Somebody was calling her name. Everything was a bit fuzzy, even including her sense of who she was. Her name, for example. There it was again. Somebody saying it.

Well, they were saying something. Her first thought was that they were saying her name but now she thought about it she wasn’t so sure.

It was as though the sounds meant something but she wasn’t sure what, or maybe she knew what they meant but couldn’t be sure what the sounds actually were. No, that wasn’t what she meant. Fuzzy.

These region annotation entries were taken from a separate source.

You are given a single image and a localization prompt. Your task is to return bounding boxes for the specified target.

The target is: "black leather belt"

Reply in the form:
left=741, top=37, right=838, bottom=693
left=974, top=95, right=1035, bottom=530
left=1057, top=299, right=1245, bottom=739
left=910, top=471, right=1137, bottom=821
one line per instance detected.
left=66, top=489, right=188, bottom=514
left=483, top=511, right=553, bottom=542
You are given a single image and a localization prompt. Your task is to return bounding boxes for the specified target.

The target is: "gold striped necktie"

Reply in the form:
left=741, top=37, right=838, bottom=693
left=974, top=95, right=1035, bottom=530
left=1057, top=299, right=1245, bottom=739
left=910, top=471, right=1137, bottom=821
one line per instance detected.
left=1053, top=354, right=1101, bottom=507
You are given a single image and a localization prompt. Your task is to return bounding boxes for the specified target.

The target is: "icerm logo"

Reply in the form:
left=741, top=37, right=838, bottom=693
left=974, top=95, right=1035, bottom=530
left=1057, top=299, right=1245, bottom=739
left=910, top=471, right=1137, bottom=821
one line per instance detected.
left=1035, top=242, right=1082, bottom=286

Yime. That was her name, wasn’t it?

She wasn’t entirely sure. It sounded like it was supposed to mean something pretty important and it wasn’t an ordinary word that she knew which meant something. It sounded like a name. She was pretty sure it was a name. Chances were it was her name.

Yime?

She needed to get her eyes open. She wanted to get her eyes open. She wasn’t used to having to think about opening her eyes; usually it was something that just happened.

Still, if she was going to have to think about-

Yime? Can you hear me?

– it, she’d just have to think about it. There it was again, just there, while she’d been thinking about getting her eyes open; that… feeling that somebody or something had said her name.

“Yime?” said a tiny, high-pitched voice. It was a silly voice. A pretend, made-up voice, or one belonging to a child who’d just sucked on a helium balloon.

“Yime? Hello, Yime?” the squeaky voice said. It was hard to hear at all; it was almost drowned out by the roaring sound of a big waterfall, or something like a big waterfall; a high wind in tall trees, maybe.

“Yime? Can you hear me?”

It really did sound like a doll.

She got one eye open and saw a doll.

Well, that fitted, she supposed. The doll was standing looking at her, quite close to her. It was standing on the floor. She realised that she must be lying on the floor.